Comprehensive optimization of piezoelectric coefficient and depolarization temperature in Mn-doped Bi_0.5Na_0.5TiO₃-Bi_0.5K_{0. 5}TiO₃-BaTiO₃ lead-free piezoceramics

Lead-free Bi0.5Na0.5TiO3 (BNT) piezoelectric ceramics have the advantages of large coercive fields and high Curie temperatures. But the improvement of piezoelectric coefficient (d(33)) is usually accompanied by a huge sacrifice of depolarization temperature (T-d). In this work, a well-balanced performance of d(33) and T-d is achieved in MnO2-doped 0.79(Bi0.5Na0.5TiO3)-0.14(Bi0.5K0.5TiO3)-0.07BaTiO(3) ternary ceramics. The incorporation of 0.25 mol% MnO2 enhances the d(33) by more than 40%, while T-d remains almost unchanged (i.e., d(33)=181 pC/N, T-d=184 degrees C).

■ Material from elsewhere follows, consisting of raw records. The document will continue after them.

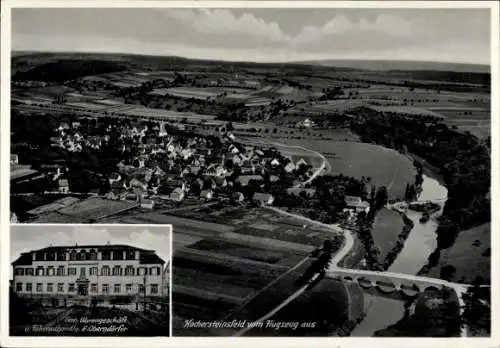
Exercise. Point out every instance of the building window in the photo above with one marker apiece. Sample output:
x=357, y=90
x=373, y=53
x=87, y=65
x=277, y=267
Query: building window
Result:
x=106, y=255
x=117, y=270
x=129, y=270
x=117, y=255
x=105, y=270
x=130, y=255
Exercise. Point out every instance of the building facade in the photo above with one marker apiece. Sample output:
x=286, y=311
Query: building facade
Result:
x=100, y=271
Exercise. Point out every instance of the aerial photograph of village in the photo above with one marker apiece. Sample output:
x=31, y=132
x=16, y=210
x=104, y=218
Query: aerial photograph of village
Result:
x=326, y=171
x=82, y=280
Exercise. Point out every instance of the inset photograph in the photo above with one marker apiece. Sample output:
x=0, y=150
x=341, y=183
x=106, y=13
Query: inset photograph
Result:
x=90, y=280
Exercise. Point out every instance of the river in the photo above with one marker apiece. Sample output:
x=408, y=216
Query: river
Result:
x=382, y=312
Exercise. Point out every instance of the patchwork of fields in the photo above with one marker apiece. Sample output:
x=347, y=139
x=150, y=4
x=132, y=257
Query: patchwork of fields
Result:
x=255, y=252
x=469, y=255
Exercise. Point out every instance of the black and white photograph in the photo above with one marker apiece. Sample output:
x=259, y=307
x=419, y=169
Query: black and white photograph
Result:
x=89, y=280
x=326, y=168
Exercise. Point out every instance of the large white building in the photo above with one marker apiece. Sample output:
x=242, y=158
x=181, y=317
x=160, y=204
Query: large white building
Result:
x=87, y=271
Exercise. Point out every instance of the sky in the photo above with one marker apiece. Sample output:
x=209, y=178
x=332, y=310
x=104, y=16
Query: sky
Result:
x=25, y=238
x=261, y=35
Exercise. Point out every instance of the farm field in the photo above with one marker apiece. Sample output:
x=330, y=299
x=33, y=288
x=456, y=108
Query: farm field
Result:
x=410, y=110
x=469, y=255
x=386, y=228
x=323, y=307
x=92, y=208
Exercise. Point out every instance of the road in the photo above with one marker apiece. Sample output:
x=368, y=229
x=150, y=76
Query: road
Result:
x=275, y=310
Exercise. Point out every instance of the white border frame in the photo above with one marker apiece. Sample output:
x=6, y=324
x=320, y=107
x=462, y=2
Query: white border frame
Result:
x=492, y=341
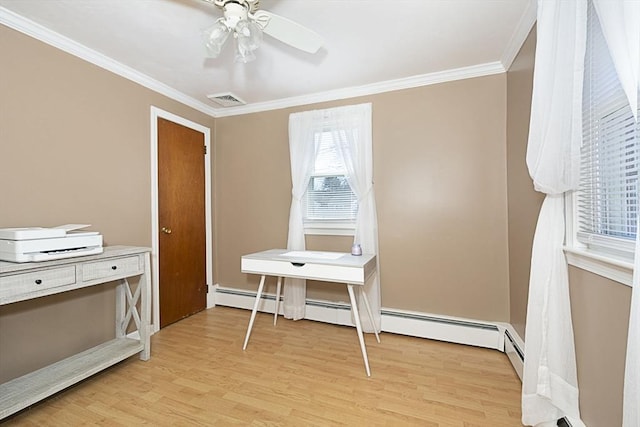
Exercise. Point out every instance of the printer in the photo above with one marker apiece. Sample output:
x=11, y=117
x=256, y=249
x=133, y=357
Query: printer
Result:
x=44, y=244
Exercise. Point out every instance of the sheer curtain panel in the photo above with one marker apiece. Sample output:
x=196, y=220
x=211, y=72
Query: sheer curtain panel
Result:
x=550, y=387
x=352, y=131
x=302, y=149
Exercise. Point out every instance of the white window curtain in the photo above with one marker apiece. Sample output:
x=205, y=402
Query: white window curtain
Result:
x=302, y=151
x=620, y=23
x=550, y=387
x=351, y=127
x=355, y=148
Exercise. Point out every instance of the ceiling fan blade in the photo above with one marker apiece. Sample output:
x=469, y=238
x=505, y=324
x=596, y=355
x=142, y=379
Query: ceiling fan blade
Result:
x=289, y=32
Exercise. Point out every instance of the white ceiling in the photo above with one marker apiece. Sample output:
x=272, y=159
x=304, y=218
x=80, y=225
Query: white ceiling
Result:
x=369, y=45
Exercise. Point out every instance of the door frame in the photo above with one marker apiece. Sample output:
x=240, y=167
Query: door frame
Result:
x=157, y=113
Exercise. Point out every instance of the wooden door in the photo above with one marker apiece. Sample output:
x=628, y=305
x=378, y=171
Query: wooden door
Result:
x=181, y=222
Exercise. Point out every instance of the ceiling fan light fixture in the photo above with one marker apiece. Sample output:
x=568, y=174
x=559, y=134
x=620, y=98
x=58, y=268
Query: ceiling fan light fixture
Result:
x=215, y=37
x=248, y=36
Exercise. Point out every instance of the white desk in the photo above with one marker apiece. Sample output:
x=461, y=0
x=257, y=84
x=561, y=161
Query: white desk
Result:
x=25, y=281
x=324, y=266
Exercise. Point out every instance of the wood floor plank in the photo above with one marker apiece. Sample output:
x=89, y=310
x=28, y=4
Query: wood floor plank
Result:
x=300, y=373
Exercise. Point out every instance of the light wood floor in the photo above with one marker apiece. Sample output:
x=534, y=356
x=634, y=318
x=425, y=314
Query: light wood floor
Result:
x=295, y=374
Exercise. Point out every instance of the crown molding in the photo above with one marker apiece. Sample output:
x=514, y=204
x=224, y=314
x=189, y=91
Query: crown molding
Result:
x=45, y=35
x=375, y=88
x=519, y=36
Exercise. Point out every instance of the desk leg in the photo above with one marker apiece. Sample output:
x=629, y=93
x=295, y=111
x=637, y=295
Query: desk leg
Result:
x=368, y=307
x=275, y=313
x=253, y=313
x=356, y=316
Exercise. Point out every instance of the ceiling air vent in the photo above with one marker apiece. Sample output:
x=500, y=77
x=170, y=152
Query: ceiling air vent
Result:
x=226, y=99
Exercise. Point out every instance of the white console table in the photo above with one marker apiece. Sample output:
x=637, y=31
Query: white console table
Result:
x=324, y=266
x=25, y=281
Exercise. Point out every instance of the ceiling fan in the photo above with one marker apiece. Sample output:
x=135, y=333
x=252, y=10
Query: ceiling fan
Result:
x=243, y=20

X-ray diffraction (XRD) shows that an appropriate fraction of the small axis-ratio ferroelectric phase (pseudo-cubic, P-c) coexists with the long-range ferroelectric phase (tetragonal, T) under this MnO2 doping. Piezoelectric force microscopy (PFM) has revealed a special domain configuration, namely large striped and layered macro domains embedded with small nanodomains. This study provides a distinctive avenue to design BNT-based piezoelectric ceramics with high piezoelectric performance and temperature stability.